In a 2019 television segment on Last Week Tonight featuring prominent purported mediums including Theresa Caputo, John Edward, Tyler Henry, and Sylvia Browne, John Oliver criticized the media for promoting mediums because this exposure convinces viewers that such powers are real, and so enable neighborhood mediums to prey on grieving families. Oliver said "...when psychic abilities are presented as authentic, it emboldens a vast underworld of unscrupulous vultures, more than happy to make money by offering an open line to the afterlife, as well as many other bullshit services."
After her death in the 1980s the medium Doris Stokes was accused of fraud, by author and investigator Ian Wilson. Wilson stated that Mrs Stokes planted specific people in her audience and did prior research into her sitters. Rita Goold a physical medium during the 1980s was accused of fraud, by the psychical researcher Tony Cornell. He claimed she would dress up as the spirits in her séances and would play music during them which provided cover for her to change clothes.

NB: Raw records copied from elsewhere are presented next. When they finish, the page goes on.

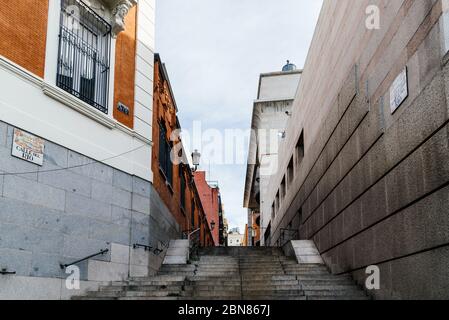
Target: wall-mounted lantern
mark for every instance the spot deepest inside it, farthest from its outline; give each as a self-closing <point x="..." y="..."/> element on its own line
<point x="196" y="159"/>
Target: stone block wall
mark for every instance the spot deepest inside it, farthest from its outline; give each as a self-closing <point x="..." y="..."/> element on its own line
<point x="51" y="215"/>
<point x="373" y="186"/>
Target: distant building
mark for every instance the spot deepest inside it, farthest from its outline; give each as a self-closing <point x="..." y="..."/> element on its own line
<point x="235" y="238"/>
<point x="209" y="193"/>
<point x="363" y="170"/>
<point x="271" y="112"/>
<point x="177" y="194"/>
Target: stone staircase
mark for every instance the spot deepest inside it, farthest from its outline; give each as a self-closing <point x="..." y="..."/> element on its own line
<point x="235" y="274"/>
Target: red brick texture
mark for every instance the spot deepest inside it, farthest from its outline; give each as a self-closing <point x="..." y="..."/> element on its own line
<point x="23" y="33"/>
<point x="125" y="66"/>
<point x="164" y="111"/>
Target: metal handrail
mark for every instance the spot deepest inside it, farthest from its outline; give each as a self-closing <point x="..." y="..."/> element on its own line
<point x="283" y="240"/>
<point x="5" y="272"/>
<point x="138" y="245"/>
<point x="156" y="251"/>
<point x="102" y="252"/>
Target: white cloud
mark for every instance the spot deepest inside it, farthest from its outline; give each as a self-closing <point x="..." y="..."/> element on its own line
<point x="215" y="50"/>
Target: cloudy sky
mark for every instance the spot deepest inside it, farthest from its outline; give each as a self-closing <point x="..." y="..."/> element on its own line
<point x="214" y="51"/>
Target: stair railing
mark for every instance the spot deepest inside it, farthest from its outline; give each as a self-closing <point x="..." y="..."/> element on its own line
<point x="287" y="235"/>
<point x="102" y="252"/>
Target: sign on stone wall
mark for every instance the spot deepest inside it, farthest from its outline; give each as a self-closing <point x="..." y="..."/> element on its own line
<point x="28" y="147"/>
<point x="399" y="90"/>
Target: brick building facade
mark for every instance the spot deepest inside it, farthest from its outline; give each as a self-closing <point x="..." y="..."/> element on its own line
<point x="174" y="180"/>
<point x="79" y="76"/>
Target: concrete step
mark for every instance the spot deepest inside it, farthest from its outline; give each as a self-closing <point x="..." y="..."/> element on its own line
<point x="272" y="287"/>
<point x="354" y="292"/>
<point x="231" y="277"/>
<point x="176" y="273"/>
<point x="271" y="297"/>
<point x="338" y="298"/>
<point x="268" y="277"/>
<point x="168" y="277"/>
<point x="142" y="288"/>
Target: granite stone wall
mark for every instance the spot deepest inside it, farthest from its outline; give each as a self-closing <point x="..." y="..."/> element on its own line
<point x="373" y="187"/>
<point x="51" y="215"/>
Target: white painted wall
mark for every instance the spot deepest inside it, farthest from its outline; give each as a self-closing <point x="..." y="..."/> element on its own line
<point x="279" y="86"/>
<point x="38" y="106"/>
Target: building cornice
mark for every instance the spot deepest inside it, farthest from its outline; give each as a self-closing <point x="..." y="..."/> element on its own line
<point x="69" y="100"/>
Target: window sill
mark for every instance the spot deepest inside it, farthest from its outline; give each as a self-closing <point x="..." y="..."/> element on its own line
<point x="89" y="111"/>
<point x="77" y="104"/>
<point x="69" y="100"/>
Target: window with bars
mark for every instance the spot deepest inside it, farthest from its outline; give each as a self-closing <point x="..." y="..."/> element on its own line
<point x="165" y="162"/>
<point x="192" y="215"/>
<point x="84" y="54"/>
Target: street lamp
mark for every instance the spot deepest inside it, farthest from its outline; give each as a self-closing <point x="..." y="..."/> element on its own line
<point x="196" y="159"/>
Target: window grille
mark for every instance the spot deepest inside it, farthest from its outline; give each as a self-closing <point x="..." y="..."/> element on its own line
<point x="165" y="162"/>
<point x="84" y="54"/>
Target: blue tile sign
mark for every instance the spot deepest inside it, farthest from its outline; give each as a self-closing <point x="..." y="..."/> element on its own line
<point x="28" y="147"/>
<point x="399" y="90"/>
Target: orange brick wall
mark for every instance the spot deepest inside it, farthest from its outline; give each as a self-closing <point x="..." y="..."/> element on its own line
<point x="164" y="110"/>
<point x="125" y="66"/>
<point x="23" y="33"/>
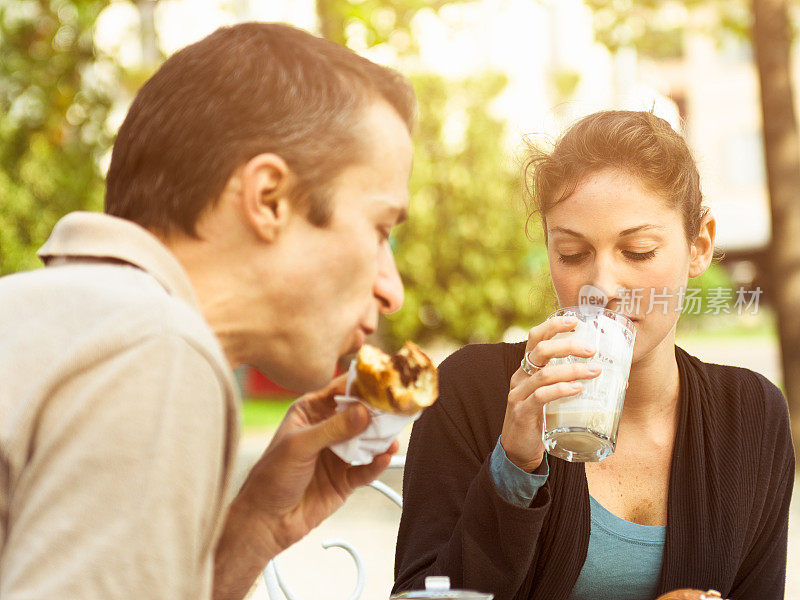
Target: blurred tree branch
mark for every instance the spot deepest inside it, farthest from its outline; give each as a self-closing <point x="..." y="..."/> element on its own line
<point x="772" y="40"/>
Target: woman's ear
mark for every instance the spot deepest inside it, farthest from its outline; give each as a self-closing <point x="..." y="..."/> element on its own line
<point x="266" y="182"/>
<point x="702" y="249"/>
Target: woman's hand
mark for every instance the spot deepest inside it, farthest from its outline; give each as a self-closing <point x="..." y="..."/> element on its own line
<point x="521" y="437"/>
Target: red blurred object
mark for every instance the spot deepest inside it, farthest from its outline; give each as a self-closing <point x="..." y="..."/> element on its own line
<point x="256" y="385"/>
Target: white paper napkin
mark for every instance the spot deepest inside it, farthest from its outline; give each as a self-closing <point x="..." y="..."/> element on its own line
<point x="383" y="428"/>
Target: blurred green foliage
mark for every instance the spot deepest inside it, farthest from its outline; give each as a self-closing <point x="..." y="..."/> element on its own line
<point x="464" y="257"/>
<point x="54" y="101"/>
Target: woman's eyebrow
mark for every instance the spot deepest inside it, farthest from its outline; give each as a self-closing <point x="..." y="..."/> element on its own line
<point x="623" y="233"/>
<point x="639" y="228"/>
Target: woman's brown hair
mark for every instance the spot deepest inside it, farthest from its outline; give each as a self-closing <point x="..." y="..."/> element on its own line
<point x="637" y="142"/>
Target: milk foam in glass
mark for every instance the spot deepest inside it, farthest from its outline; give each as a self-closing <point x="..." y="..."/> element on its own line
<point x="583" y="427"/>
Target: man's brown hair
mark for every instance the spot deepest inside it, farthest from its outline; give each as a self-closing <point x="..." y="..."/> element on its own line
<point x="244" y="90"/>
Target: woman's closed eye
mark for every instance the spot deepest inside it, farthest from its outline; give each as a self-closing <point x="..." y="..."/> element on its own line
<point x="629" y="254"/>
<point x="639" y="256"/>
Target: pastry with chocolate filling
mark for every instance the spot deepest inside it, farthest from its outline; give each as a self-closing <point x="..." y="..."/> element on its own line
<point x="403" y="383"/>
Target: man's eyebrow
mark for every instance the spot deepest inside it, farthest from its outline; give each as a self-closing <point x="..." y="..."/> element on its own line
<point x="623" y="233"/>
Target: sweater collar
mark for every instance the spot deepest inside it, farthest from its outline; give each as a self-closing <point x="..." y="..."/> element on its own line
<point x="82" y="235"/>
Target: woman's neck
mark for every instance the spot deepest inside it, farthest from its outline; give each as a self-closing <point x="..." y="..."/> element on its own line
<point x="653" y="388"/>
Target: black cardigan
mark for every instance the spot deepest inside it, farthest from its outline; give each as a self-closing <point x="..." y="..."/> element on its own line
<point x="727" y="512"/>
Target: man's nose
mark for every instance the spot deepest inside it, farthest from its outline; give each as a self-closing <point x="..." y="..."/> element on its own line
<point x="388" y="285"/>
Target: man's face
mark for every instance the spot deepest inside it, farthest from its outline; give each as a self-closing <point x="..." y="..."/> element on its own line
<point x="336" y="280"/>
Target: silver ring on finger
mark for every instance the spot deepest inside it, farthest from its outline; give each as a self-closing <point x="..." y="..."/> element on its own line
<point x="528" y="365"/>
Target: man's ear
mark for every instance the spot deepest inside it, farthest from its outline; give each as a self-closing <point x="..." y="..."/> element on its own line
<point x="266" y="185"/>
<point x="702" y="249"/>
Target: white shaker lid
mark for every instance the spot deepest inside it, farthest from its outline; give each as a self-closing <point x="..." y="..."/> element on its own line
<point x="436" y="583"/>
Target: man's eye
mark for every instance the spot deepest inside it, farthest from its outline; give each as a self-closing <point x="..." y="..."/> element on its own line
<point x="639" y="255"/>
<point x="571" y="258"/>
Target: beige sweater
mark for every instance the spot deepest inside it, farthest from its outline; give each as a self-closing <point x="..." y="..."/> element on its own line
<point x="118" y="422"/>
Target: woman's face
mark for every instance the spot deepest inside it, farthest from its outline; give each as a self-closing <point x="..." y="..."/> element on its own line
<point x="615" y="234"/>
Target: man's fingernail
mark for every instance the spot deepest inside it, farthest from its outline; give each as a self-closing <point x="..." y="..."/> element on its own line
<point x="354" y="416"/>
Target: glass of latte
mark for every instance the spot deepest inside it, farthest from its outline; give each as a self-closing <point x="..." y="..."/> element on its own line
<point x="583" y="427"/>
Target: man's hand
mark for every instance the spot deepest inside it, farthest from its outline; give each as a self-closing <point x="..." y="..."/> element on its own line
<point x="294" y="486"/>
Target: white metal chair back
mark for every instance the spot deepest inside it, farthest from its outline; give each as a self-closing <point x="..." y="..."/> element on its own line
<point x="279" y="589"/>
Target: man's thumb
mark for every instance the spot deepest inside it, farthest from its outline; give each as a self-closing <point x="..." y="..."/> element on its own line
<point x="338" y="428"/>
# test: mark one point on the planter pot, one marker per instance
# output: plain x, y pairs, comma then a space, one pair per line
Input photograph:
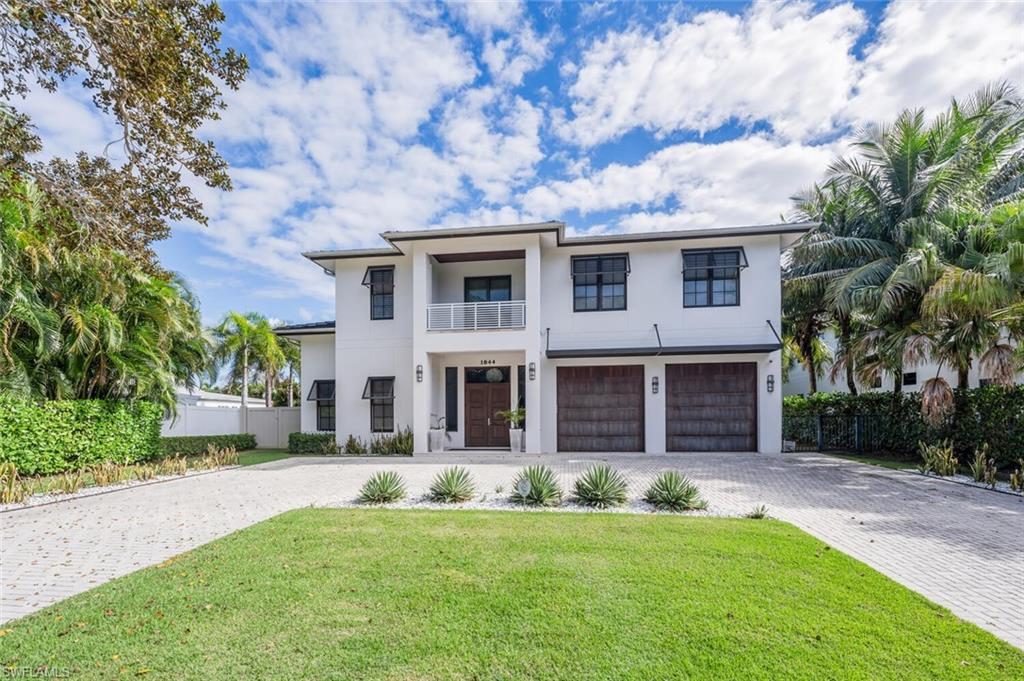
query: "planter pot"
436, 439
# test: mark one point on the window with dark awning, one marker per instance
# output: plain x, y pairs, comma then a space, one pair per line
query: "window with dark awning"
323, 393
380, 387
322, 390
380, 391
599, 282
711, 277
380, 281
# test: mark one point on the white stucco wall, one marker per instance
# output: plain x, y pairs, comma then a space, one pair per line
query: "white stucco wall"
317, 365
395, 347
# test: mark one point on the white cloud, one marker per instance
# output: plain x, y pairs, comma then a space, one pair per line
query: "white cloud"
743, 181
927, 52
785, 64
495, 140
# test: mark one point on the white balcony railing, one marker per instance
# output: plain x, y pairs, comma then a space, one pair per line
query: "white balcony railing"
473, 316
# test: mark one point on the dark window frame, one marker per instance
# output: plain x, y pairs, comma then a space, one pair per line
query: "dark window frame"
710, 277
489, 279
323, 392
381, 293
381, 402
599, 273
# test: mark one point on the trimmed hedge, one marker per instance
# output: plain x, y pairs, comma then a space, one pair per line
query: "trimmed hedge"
992, 415
193, 444
58, 435
311, 443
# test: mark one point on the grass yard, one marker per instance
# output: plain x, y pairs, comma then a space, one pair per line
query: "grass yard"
386, 594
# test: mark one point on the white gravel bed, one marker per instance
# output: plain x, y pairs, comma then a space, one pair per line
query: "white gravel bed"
502, 503
971, 482
54, 497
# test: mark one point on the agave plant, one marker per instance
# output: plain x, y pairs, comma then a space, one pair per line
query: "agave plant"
601, 486
672, 492
537, 485
383, 487
453, 485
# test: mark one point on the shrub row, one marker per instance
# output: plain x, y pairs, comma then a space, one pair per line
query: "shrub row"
58, 435
990, 415
188, 445
600, 486
383, 444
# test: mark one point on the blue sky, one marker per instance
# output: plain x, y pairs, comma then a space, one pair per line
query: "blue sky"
613, 117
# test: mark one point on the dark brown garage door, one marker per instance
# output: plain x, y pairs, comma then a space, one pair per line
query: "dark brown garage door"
600, 409
712, 408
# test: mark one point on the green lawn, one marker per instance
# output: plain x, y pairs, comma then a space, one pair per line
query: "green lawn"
386, 594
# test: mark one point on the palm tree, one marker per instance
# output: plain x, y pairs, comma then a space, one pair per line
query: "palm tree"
269, 357
238, 342
87, 323
907, 197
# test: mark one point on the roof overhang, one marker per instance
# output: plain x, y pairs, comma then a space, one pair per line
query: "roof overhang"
653, 351
297, 330
788, 230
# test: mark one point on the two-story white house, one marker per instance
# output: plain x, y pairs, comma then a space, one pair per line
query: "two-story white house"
630, 342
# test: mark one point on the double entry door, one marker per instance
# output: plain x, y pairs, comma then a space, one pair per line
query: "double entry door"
487, 391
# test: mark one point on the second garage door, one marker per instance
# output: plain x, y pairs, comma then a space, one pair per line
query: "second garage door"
712, 408
600, 409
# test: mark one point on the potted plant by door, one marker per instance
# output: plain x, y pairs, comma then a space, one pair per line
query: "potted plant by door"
437, 435
515, 418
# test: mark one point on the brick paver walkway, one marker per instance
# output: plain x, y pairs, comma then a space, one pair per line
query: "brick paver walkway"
961, 547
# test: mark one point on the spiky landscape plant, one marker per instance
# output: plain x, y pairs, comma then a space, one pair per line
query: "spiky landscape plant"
383, 487
11, 490
453, 485
537, 485
672, 492
600, 486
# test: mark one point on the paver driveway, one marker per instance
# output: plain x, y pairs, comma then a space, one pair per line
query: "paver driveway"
961, 547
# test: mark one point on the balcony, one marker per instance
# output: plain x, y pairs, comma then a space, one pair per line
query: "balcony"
476, 316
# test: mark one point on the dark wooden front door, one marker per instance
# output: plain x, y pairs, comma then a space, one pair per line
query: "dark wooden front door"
712, 407
600, 409
483, 400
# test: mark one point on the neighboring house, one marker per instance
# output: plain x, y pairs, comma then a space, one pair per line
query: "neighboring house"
631, 342
798, 381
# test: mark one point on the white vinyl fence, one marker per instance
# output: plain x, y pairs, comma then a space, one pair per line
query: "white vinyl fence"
271, 426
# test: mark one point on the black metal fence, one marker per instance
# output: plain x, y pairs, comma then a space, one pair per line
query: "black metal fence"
835, 433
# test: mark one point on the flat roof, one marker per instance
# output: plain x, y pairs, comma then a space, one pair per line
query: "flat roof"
394, 237
310, 329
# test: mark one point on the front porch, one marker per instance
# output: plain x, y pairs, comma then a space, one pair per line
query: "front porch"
463, 392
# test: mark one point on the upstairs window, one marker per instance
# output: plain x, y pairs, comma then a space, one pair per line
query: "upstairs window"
711, 277
380, 391
380, 281
599, 282
487, 289
323, 394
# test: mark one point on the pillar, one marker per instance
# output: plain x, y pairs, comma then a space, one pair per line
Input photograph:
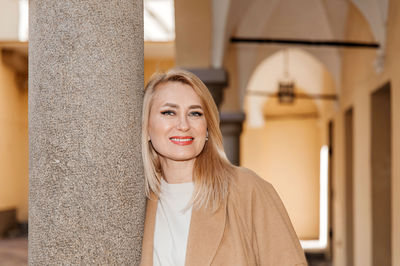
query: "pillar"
86, 191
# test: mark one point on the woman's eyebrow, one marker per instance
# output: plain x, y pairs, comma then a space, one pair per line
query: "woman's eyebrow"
170, 105
194, 106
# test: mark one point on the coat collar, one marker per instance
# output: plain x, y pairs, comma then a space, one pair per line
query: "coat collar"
205, 234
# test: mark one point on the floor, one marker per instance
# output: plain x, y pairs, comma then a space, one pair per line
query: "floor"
14, 252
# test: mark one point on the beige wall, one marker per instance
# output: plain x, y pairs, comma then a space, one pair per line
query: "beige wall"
286, 153
13, 144
359, 81
193, 33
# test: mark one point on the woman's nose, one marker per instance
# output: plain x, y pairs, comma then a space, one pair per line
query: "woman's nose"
183, 123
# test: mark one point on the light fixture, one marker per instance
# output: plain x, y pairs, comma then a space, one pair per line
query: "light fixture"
286, 84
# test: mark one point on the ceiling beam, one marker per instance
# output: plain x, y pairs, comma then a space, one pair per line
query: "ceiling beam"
320, 43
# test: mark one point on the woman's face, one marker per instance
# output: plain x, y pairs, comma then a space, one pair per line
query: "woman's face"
177, 127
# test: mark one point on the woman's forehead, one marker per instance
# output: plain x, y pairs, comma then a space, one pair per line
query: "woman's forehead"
176, 93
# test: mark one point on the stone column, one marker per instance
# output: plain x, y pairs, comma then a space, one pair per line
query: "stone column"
86, 192
231, 128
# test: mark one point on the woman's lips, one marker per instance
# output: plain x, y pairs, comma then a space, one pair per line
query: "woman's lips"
186, 140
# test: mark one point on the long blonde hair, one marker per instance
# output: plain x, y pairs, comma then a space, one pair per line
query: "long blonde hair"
212, 170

In 1910 at a séance in Grenoble, France the apport medium Charles Bailey produced two live birds in the séance room. Bailey was unaware that the dealer he had bought the birds from was present in the séance and he was exposed as a fraud. The psychical researcher Eric Dingwall observed the medium Bert Reese in New York and claimed to have discovered his billet reading tricks. The most detailed account at exposing his tricks (with diagrams) was by the magician Theodore Annemann. https://drive.google.com/file/d/1NC_exEwvIecJ9EWDa-MwzzZdzPkWWZ-H/view?usp=sharing
Senses used by mental mediums are sometimes defined differently from in other paranormal fields. A medium is said to have psychic abilities but not all psychics function as mediums. The term clairvoyance, for instance, may include seeing spirit and visions instilled by the spirit world. The Parapsychological Association defines "clairvoyance" as information derived directly from an external physical source.